Masih ada kaitannya sama children and new media. Ketika games menjadi budayanya sendiri yang dibuat oleh anak-anak. Lalu muncullah oknum-oknum para kapitalis yang punya modal yang kemudian memanfaatkan budaya tersebut, dengan menawarkan bukan hanya gamenya saja, tapi alat-alat yang biasa digunakan anak-anak seperti alat sekolah, baju, dan lain yang memiliki karakter film atau games yang biasa anak-anak sukai. Itulah transmedia intertextual. Seakan dunia virtual menjadi dunia real, ketika anak-anak tidak hanya melihat film atau memainkan gamenya saja, tapi anak-anak bisa memiliki semacam boneka, alat sekolah dan lain-lain yang bergambar karakter tersebut. Contohnya adalah saya sendiri hehehe. Saya sangat suka dengan serial sesame street yang ditayangkan di televisi, dan saya jadi kegirangan sendiri ketika melihat ada tas elmo, dompet elmo, boneka elmo, lalu kemudian saya membeli barang-barang serba elmo tersebut. Secara tidak sadar, saya telah diperalat oleh oknum-oknum kapitalis. Berdasarkan pengalaman pribadi, ada perasaan puas dan senang ketika saya bisa memiliki barang serba elmo tersebut, karena kita punya bentuk fisiknya, ngga cuma virtualnya saja.
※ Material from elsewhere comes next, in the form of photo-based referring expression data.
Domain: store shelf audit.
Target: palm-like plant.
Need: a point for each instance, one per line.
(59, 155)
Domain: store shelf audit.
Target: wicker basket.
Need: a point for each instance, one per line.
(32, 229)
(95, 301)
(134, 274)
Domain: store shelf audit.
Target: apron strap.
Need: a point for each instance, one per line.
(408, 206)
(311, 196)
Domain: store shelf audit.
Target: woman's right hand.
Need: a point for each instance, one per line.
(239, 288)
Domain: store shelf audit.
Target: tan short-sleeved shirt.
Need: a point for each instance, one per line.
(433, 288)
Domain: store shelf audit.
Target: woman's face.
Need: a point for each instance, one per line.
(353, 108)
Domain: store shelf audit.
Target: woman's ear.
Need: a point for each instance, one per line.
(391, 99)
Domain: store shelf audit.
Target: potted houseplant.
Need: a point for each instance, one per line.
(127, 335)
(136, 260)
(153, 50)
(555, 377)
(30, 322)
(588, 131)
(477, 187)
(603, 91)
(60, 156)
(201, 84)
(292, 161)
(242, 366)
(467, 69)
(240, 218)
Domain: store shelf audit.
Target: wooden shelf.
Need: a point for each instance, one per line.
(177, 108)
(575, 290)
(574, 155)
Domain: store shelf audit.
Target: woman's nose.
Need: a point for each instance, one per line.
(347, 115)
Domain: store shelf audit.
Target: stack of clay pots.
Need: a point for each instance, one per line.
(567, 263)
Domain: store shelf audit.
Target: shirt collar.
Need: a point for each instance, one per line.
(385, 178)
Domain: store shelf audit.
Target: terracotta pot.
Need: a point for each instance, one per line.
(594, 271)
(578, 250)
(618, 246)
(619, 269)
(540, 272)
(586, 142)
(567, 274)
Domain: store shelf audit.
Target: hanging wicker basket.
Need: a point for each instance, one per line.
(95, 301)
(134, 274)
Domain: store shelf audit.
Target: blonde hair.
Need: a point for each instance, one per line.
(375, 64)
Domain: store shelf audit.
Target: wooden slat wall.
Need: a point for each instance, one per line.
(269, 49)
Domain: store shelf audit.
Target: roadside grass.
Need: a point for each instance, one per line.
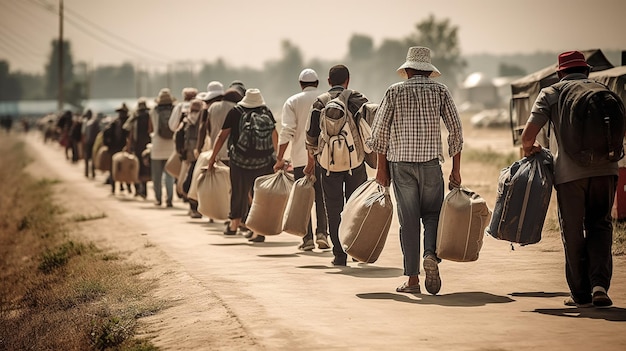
(56, 292)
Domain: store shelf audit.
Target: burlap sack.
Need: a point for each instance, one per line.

Jadi kesimpulan dari beberapa paragraph ini adalah media baru memiliki dampak negatif dan positif bagi anak. Tapi kalau kita bisa memanfaatkannya dengan baik, pasti kita akan dapat dampak yang positif. Nixon (1998) menjelaskan bahwa komputer mewakili jendela ke dunia baru, cara mengembangkan intuisi anak-anak yaitu rasa heran dan haus akan pengetahuan. Dengan berkembangnya teknologi semua fasilitas pun bisa didapatkan sebagai contoh game dizaman yang modern ini anak-anak sekarang lebih memilih bermain didepan layar computer dari pada bersosialisasi diluar dengan teman sebaya mereka. Game bisa membuat perilaku jadi kasar dan agresif karena terpengaruh oleh apa yang dilihat dalam game tersebut. Memang sudah seharusnya anak-anak diajarkan lebih dahulu mengenai media, agar ia tidak salah langkah, karena kebanyakan anak tidak tahu harus berbuat apa saat menggunakan media baru. Dengan adanya teknologi baru memungkinkan anak-anak untuk menciptakan dunianya sendiri. Sehingga mau tidak mau, pemanfaatannya harus bisa optimal, dampak positif dan negative itu bergantung dari kita sebagai pengguna. Diharapkan agar kita bukan hanya menyediakan teknologi, tapi harus cakap dan bijak, agar tidak menjadi korban dari dampak kecanggihan teknologi.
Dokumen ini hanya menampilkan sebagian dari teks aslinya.